Para culminar su extravagante concepción, Lynch atribuye a una joven polaca (Karolina Gruszca) el papel de espectadora dentro de la película: recluida en un hotel y condenada desde el principio a contemplar en una pantalla de televisión las increíbles aventuras de Laura Dern en “Lynchlandia” (incluida la sitcom de los conejos, una de las atracciones más desconcertantes de este parque temático sólo para fans). Una vez concluido el rodaje, tras la filmación de una escena especialmente crítica ambientada en Hollywood Boulevard donde muere como personaje y resucita como mujer y no sólo como actriz, Laura Dern se encuentra en condiciones de rescatar a esta dulce princesa polaca tras matar a tiros al monstruo de rostro grotesco (una mueca deforme del rostro de la propia Laura Dern, cuyos fantasmas y servidumbres se reflejan ahí) que la mantiene prisionera, como en un cuento de hadas perverso, en la habitación 47 de un destartalado hotel de pesadilla. Al entrar Laura Dern, las dos mujeres cómplices se abrazan y besan en la boca, como en un remake descontextualizado de Mulholland Drive, antes de que la actriz desaparezca como un fantasma entre los brazos de la espectadora liberada, volviendo a su realidad tras haber cumplido con la misión simbólica de redimir a las mujeres y, sobre todo, salvarlas del infierno conyugal, sexual o vital en que han vivido hasta ahora (un infierno real construido por el amor, como el de Dante, y también por el odio).

Como su homólogo Brian de Palma, David Lynch ha sido acusado muchas veces de misógino. En Inland Empire, en cambio, usando a Laura Dern como médium sonámbula, se adentra culpabilizado en el imperio íntimo del imaginario masculino, una húmeda caverna cerebral donde se proyectan fantasías de poder y humillación sexual en sesión continua, para libertar a todas las mujeres, ricas o pobres, americanas o polacas, casadas o solteras, burguesas o prostitutas, lesbianas o “heteros”, adúlteras o fieles, del deseo imperioso que las convierte en objetos de usar y tirar (como hace Hollywood con sus actrices, compradas o vendidas en el gran “mercado de la carne de estrella”).

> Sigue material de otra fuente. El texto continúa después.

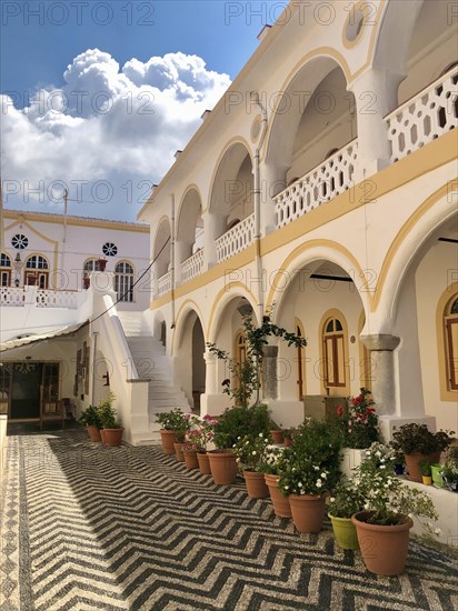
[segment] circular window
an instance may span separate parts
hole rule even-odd
[[[22,233],[17,233],[11,238],[11,246],[18,250],[23,250],[29,246],[29,238]]]
[[[118,247],[112,242],[106,242],[102,246],[102,252],[106,257],[116,257],[118,254]]]
[[[350,12],[347,19],[345,36],[349,42],[354,42],[362,30],[365,23],[365,12],[361,9],[356,9]]]

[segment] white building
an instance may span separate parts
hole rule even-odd
[[[161,409],[229,404],[206,342],[241,357],[243,312],[275,306],[308,339],[269,350],[275,420],[299,423],[303,395],[366,385],[387,437],[411,420],[458,430],[457,13],[442,0],[290,2],[138,216],[149,308],[118,317],[91,288],[66,320],[90,327],[18,359],[73,342],[61,395],[73,384],[81,405],[97,400],[110,368],[127,439],[147,442]],[[91,257],[103,240],[117,241]]]

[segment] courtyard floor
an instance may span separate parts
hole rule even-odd
[[[6,459],[2,611],[458,609],[456,559],[411,542],[402,575],[372,575],[328,522],[298,534],[159,447],[59,430],[10,435]]]

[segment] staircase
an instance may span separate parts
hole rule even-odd
[[[166,350],[156,340],[145,322],[142,312],[119,312],[119,319],[125,330],[132,360],[139,378],[150,379],[148,392],[149,430],[140,443],[159,443],[160,425],[156,423],[156,414],[180,408],[190,412],[188,400],[172,382],[172,375],[166,357]]]

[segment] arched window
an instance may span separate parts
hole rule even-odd
[[[4,252],[0,256],[0,287],[11,284],[11,259]]]
[[[32,254],[26,261],[24,284],[36,284],[40,289],[48,288],[49,264],[41,254]]]
[[[458,390],[458,296],[454,296],[444,312],[446,371],[448,390]]]
[[[133,301],[133,268],[127,261],[114,268],[114,291],[119,301]]]
[[[322,330],[325,357],[325,387],[345,387],[345,331],[338,318],[329,318]]]

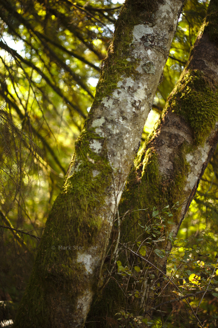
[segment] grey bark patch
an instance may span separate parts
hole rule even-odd
[[[152,74],[154,74],[155,73],[155,66],[153,61],[148,60],[146,63],[142,65],[142,67],[147,73]]]

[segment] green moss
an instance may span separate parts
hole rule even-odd
[[[71,161],[73,164],[76,159],[79,165],[71,175],[65,177],[46,221],[15,327],[21,326],[20,322],[24,328],[49,327],[51,318],[57,315],[59,307],[65,304],[70,308],[70,312],[76,312],[74,303],[81,288],[94,289],[96,285],[96,275],[91,277],[84,265],[77,262],[77,253],[83,251],[74,250],[73,246],[85,249],[93,244],[99,233],[102,224],[99,211],[105,205],[107,188],[111,184],[111,168],[107,159],[105,140],[95,133],[94,129],[88,132],[86,128],[85,125],[76,142]],[[102,139],[100,156],[90,149],[91,138]],[[93,171],[99,173],[95,177]],[[59,248],[62,246],[70,248],[62,250]],[[69,326],[67,320],[71,320],[70,312],[68,319],[62,318],[60,311],[57,327],[62,320],[64,321],[63,327]],[[36,312],[38,314],[37,318]],[[23,316],[27,318],[26,326],[23,325]],[[53,320],[51,322],[54,324]]]
[[[115,24],[115,34],[107,56],[102,61],[100,75],[92,107],[104,96],[108,96],[117,88],[118,82],[124,75],[134,77],[139,60],[133,55],[133,31],[138,24],[152,21],[154,14],[163,0],[128,0],[125,2]],[[151,63],[148,63],[149,72],[153,72]]]
[[[206,17],[206,31],[211,41],[218,42],[218,0],[211,0]]]
[[[202,144],[218,118],[218,91],[212,81],[197,70],[183,73],[166,108],[181,115],[193,129],[196,144]]]

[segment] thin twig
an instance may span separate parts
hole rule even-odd
[[[38,239],[41,239],[41,238],[39,237],[37,237],[37,236],[36,236],[34,235],[32,235],[31,234],[30,234],[28,232],[25,232],[23,230],[19,230],[18,229],[15,229],[14,228],[11,228],[11,227],[7,227],[6,226],[2,225],[0,224],[0,228],[6,228],[6,229],[9,229],[10,230],[12,230],[12,231],[16,231],[16,232],[19,232],[21,234],[25,234],[25,235],[27,235],[29,236],[30,236],[31,237],[33,237],[34,238],[35,238],[37,240]],[[33,230],[34,229],[33,229]],[[38,240],[39,241],[39,240]]]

En todo caso, el memorable epílogo de Inland Empire, su momento culminante, si se quiere, compendia el escabroso itinerario y le confiere un sentido utópico: la celebración de la condición femenina eximida de toda culpabilidad como de toda inocencia, el eterno retorno de lo femenino escenificado como un grandioso número musical de brío dionisíaco, con el beso virtual de las dos Lauras de Lynch (Laura Harring y Laura Dern, en ausencia de Laura Palmer) actuando como detonante afectivo. Una apoteosis carnavalesca que reúne en torno de Laura Dern a la hueste de mujeres de la película en un espacio festivo capaz de generar a ritmo de jazz (la gran Nina Simone y su arrebatador “Sinnerman”) una reconciliación posible entre los sexos y, por qué no, un nuevo principio.

Es extraño lo que hace el amor.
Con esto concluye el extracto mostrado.